The Food and Drug Administration has rejected the new drug application for elamipretide, an experimental treatment for rare mitochondrial diseases, leaving families of affected children uncertain about continued access to a medication they credit with life-changing improvements.
On May 29, 2025, the FDA's Division of Cardiology and Nephrology issued a letter denying approval for elamipretide as a treatment for conditions including Microphthalmia with Linear Skin Defects syndrome, a mitochondrial disorder affecting fewer than 100 people worldwide.
Patient Success Stories Contrast with Regulatory Decision
Four-year-old Hope Filchak from Hall County has been receiving elamipretide for 18 months after her heart function began declining in February 2024. The child was born with Microphthalmia with Linear Skin Defects syndrome, which has caused deafness, blindness, brain conditions, and multiple heart defects including cardiomyopathy.
"Ever since we've taken the drug, so a year and a half now, her heart has maintained where it has been. It hasn't decreased (in function) anymore," said Caroline Filchak, Hope's mother. The family also reported dramatic improvements in quality of life, with Hope's sleep reducing from 17 hours daily to normal levels, allowing her to attend school and engage in typical childhood activities.
Dr. Amy Goldstein, a leading mitochondrial disease expert, described similar success with the drug: "I myself personally saved a baby in my cardiac ICU with Barre syndrome. He went home with no cardiac manifestations after arriving here in severe heart failure and needing a heart transplant."
FDA's Rationale and Expert Criticism
According to Stealth Biotherapeutics, the Massachusetts-based pharmaceutical company that produces elamipretide, the FDA's rejection was partly based on the drug's failure to show improvement in six-minute walk tests during clinical trials.
"We all know in the field that a six-minute walk test is not the be-all end-all outcome measure for mitochondrial diseases," Goldstein said.
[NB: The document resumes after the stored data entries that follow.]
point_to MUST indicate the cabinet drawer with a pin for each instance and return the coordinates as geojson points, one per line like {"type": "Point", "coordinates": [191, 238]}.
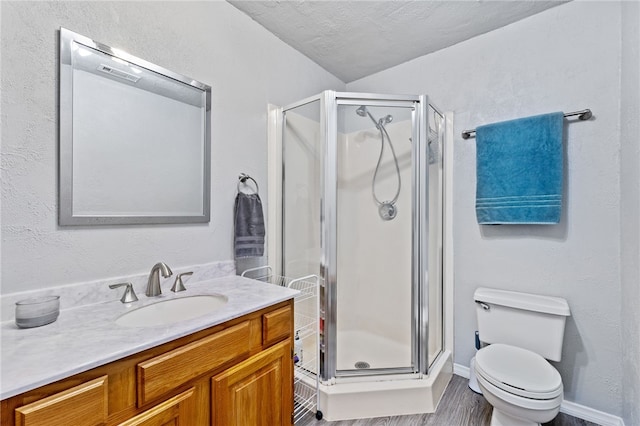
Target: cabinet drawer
{"type": "Point", "coordinates": [82, 405]}
{"type": "Point", "coordinates": [276, 325]}
{"type": "Point", "coordinates": [178, 410]}
{"type": "Point", "coordinates": [168, 371]}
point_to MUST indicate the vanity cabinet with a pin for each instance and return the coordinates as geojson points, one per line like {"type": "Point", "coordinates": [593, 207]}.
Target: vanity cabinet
{"type": "Point", "coordinates": [236, 373]}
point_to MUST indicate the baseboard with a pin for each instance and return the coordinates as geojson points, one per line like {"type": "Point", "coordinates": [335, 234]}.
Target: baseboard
{"type": "Point", "coordinates": [567, 407]}
{"type": "Point", "coordinates": [590, 414]}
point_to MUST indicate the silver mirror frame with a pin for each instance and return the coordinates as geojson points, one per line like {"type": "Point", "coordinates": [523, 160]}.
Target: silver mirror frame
{"type": "Point", "coordinates": [65, 177]}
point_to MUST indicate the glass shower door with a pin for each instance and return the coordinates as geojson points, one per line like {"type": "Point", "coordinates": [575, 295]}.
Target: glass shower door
{"type": "Point", "coordinates": [375, 312]}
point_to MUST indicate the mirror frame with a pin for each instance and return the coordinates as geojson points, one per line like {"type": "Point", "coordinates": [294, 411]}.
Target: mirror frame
{"type": "Point", "coordinates": [65, 177]}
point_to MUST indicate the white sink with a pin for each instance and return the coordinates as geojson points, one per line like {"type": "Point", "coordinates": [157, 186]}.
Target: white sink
{"type": "Point", "coordinates": [172, 310]}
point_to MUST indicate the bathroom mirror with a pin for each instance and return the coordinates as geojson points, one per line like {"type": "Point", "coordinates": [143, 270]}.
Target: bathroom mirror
{"type": "Point", "coordinates": [134, 139]}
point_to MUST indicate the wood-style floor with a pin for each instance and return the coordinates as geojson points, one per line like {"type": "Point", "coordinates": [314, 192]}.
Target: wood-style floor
{"type": "Point", "coordinates": [460, 406]}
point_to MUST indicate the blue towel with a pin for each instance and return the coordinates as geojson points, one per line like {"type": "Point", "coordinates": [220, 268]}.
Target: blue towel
{"type": "Point", "coordinates": [519, 171]}
{"type": "Point", "coordinates": [248, 226]}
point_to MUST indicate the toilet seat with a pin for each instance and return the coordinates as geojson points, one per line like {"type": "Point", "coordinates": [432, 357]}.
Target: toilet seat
{"type": "Point", "coordinates": [519, 372]}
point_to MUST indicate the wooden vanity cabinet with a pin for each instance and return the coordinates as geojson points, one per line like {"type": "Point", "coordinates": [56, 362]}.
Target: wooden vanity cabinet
{"type": "Point", "coordinates": [236, 373]}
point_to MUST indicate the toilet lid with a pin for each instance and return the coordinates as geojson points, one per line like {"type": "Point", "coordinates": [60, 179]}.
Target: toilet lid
{"type": "Point", "coordinates": [518, 371]}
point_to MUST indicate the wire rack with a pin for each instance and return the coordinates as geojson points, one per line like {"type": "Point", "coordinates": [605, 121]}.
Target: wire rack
{"type": "Point", "coordinates": [306, 328]}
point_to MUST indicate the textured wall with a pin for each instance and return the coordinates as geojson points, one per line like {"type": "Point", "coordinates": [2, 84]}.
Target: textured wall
{"type": "Point", "coordinates": [566, 58]}
{"type": "Point", "coordinates": [630, 210]}
{"type": "Point", "coordinates": [210, 41]}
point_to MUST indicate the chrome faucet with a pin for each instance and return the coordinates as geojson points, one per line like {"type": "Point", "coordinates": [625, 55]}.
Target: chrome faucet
{"type": "Point", "coordinates": [153, 285]}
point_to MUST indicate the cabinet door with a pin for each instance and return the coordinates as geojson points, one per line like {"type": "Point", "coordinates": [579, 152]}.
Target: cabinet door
{"type": "Point", "coordinates": [177, 411]}
{"type": "Point", "coordinates": [82, 405]}
{"type": "Point", "coordinates": [256, 392]}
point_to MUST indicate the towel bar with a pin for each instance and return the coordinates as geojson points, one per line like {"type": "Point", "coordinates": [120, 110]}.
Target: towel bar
{"type": "Point", "coordinates": [242, 179]}
{"type": "Point", "coordinates": [585, 114]}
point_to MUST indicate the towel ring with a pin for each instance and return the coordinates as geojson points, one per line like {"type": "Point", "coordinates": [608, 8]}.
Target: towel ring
{"type": "Point", "coordinates": [242, 179]}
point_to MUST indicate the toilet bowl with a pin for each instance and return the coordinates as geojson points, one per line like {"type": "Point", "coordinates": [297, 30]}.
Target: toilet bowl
{"type": "Point", "coordinates": [523, 388]}
{"type": "Point", "coordinates": [522, 331]}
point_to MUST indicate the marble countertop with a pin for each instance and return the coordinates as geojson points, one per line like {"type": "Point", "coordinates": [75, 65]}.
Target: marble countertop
{"type": "Point", "coordinates": [86, 337]}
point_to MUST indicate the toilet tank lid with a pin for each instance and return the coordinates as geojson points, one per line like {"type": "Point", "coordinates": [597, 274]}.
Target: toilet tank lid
{"type": "Point", "coordinates": [530, 302]}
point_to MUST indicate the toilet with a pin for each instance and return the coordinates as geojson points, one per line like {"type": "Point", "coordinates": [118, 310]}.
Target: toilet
{"type": "Point", "coordinates": [520, 332]}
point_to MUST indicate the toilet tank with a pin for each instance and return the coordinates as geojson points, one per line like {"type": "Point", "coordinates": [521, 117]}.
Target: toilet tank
{"type": "Point", "coordinates": [525, 320]}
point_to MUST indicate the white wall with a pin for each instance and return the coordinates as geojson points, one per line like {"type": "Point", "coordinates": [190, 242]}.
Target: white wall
{"type": "Point", "coordinates": [630, 210]}
{"type": "Point", "coordinates": [213, 42]}
{"type": "Point", "coordinates": [566, 58]}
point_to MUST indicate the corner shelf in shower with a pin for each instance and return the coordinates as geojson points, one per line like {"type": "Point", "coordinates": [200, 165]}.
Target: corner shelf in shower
{"type": "Point", "coordinates": [307, 330]}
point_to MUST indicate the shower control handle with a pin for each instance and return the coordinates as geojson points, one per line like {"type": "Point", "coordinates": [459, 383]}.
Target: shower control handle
{"type": "Point", "coordinates": [484, 306]}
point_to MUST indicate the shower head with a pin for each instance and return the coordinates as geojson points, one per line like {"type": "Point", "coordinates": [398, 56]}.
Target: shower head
{"type": "Point", "coordinates": [362, 111]}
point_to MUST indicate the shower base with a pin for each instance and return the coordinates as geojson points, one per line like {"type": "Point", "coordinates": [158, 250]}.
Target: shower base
{"type": "Point", "coordinates": [381, 396]}
{"type": "Point", "coordinates": [355, 347]}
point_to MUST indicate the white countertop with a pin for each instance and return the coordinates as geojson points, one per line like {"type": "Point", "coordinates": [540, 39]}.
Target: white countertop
{"type": "Point", "coordinates": [86, 337]}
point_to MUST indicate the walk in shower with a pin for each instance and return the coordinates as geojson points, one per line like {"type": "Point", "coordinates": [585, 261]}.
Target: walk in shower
{"type": "Point", "coordinates": [360, 204]}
She noted that the drug demonstrated improvements in quality of life and cardiac health measures.
Dr. Rossana Sanchez Russo, an Emory clinical geneticist, highlighted the inherent challenges in rare disease drug development: "Sometimes we don't have enough burden of proof to be able to formally say that. That doesn't mean that it may not be working for a family or that it might not work for other conditions. It may mean that we just do not have all the data."
Manufacturing Uncertainty Threatens Patient Access
The FDA rejection has created immediate supply concerns for patients currently benefiting from the treatment. Stealth Biotherapeutics has reduced its overhead by 30% in an attempt to continue manufacturing but estimates it can only sustain production for another six to nine months without regulatory approval.
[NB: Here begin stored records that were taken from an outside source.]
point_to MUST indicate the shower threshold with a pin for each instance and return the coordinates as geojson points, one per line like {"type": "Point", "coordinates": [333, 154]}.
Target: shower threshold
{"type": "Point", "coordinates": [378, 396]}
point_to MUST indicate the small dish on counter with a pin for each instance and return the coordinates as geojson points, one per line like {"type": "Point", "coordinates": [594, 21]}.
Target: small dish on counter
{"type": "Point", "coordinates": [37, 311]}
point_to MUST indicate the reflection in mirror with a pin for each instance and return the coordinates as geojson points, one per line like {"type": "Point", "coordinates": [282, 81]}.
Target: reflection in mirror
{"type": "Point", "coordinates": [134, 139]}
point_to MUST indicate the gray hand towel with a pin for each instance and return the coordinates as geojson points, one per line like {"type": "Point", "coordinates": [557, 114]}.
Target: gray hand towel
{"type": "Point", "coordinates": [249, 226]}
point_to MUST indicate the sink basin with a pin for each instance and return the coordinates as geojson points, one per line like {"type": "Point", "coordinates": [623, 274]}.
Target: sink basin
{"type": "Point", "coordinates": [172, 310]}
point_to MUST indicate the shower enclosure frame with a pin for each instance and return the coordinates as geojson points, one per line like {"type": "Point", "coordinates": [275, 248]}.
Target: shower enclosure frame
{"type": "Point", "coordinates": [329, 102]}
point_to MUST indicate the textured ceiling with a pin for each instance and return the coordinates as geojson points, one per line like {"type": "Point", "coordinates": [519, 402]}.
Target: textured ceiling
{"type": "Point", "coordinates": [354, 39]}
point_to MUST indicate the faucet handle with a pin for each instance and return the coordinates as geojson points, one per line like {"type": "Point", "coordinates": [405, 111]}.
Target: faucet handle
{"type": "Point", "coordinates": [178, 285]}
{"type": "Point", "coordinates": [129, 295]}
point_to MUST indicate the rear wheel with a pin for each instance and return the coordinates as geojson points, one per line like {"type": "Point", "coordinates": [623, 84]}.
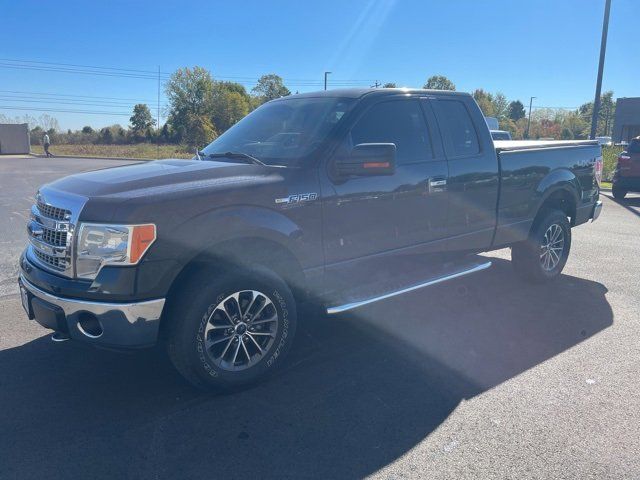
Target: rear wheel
{"type": "Point", "coordinates": [544, 254]}
{"type": "Point", "coordinates": [233, 330]}
{"type": "Point", "coordinates": [618, 193]}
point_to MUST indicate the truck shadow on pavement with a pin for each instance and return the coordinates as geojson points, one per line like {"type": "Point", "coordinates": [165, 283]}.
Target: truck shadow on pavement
{"type": "Point", "coordinates": [357, 392]}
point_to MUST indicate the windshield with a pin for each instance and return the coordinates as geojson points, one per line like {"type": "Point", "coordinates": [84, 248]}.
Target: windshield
{"type": "Point", "coordinates": [282, 132]}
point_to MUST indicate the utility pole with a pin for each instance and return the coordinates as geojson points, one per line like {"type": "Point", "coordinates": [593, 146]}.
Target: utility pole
{"type": "Point", "coordinates": [529, 121]}
{"type": "Point", "coordinates": [603, 48]}
{"type": "Point", "coordinates": [158, 118]}
{"type": "Point", "coordinates": [325, 79]}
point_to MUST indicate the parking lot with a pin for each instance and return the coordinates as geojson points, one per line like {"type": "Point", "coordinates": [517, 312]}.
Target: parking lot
{"type": "Point", "coordinates": [483, 377]}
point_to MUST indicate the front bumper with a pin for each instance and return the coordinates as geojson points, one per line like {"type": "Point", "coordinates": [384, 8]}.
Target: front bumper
{"type": "Point", "coordinates": [116, 325]}
{"type": "Point", "coordinates": [597, 209]}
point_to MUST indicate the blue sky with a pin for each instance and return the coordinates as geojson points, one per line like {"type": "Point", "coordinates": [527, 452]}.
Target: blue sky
{"type": "Point", "coordinates": [545, 48]}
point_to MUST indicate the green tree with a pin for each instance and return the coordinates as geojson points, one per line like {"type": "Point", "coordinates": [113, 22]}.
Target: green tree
{"type": "Point", "coordinates": [605, 115]}
{"type": "Point", "coordinates": [485, 102]}
{"type": "Point", "coordinates": [230, 107]}
{"type": "Point", "coordinates": [141, 120]}
{"type": "Point", "coordinates": [199, 131]}
{"type": "Point", "coordinates": [500, 107]}
{"type": "Point", "coordinates": [269, 87]}
{"type": "Point", "coordinates": [190, 93]}
{"type": "Point", "coordinates": [439, 82]}
{"type": "Point", "coordinates": [516, 110]}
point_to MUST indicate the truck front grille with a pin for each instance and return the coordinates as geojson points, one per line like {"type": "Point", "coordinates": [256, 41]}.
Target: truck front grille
{"type": "Point", "coordinates": [53, 212]}
{"type": "Point", "coordinates": [50, 236]}
{"type": "Point", "coordinates": [56, 263]}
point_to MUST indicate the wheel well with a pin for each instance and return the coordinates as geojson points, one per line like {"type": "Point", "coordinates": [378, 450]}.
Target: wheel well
{"type": "Point", "coordinates": [561, 200]}
{"type": "Point", "coordinates": [242, 254]}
Hope's family currently has a four-month supply remaining from their last six-month shipment. "Depending on how this goes with the FDA over the next couple of weeks and if we are able to make any headway and get to anybody that has any influence that could possibly help reverse this decision, then the four months that I have left in my refrigerator might be all that I get," Caroline Filchak said.
Regulatory Path Forward
The FDA has indicated that Stealth Biotherapeutics can reapply for approval, though the timeline and likelihood of success remain unclear. For families like the Filchaks, who administer daily injections of elamipretide to their daughter, the regulatory uncertainty represents a critical threat to continued treatment access.
The case highlights ongoing challenges in rare disease drug development, where small patient populations make traditional clinical trial designs difficult to execute while families face limited treatment options for devastating conditions.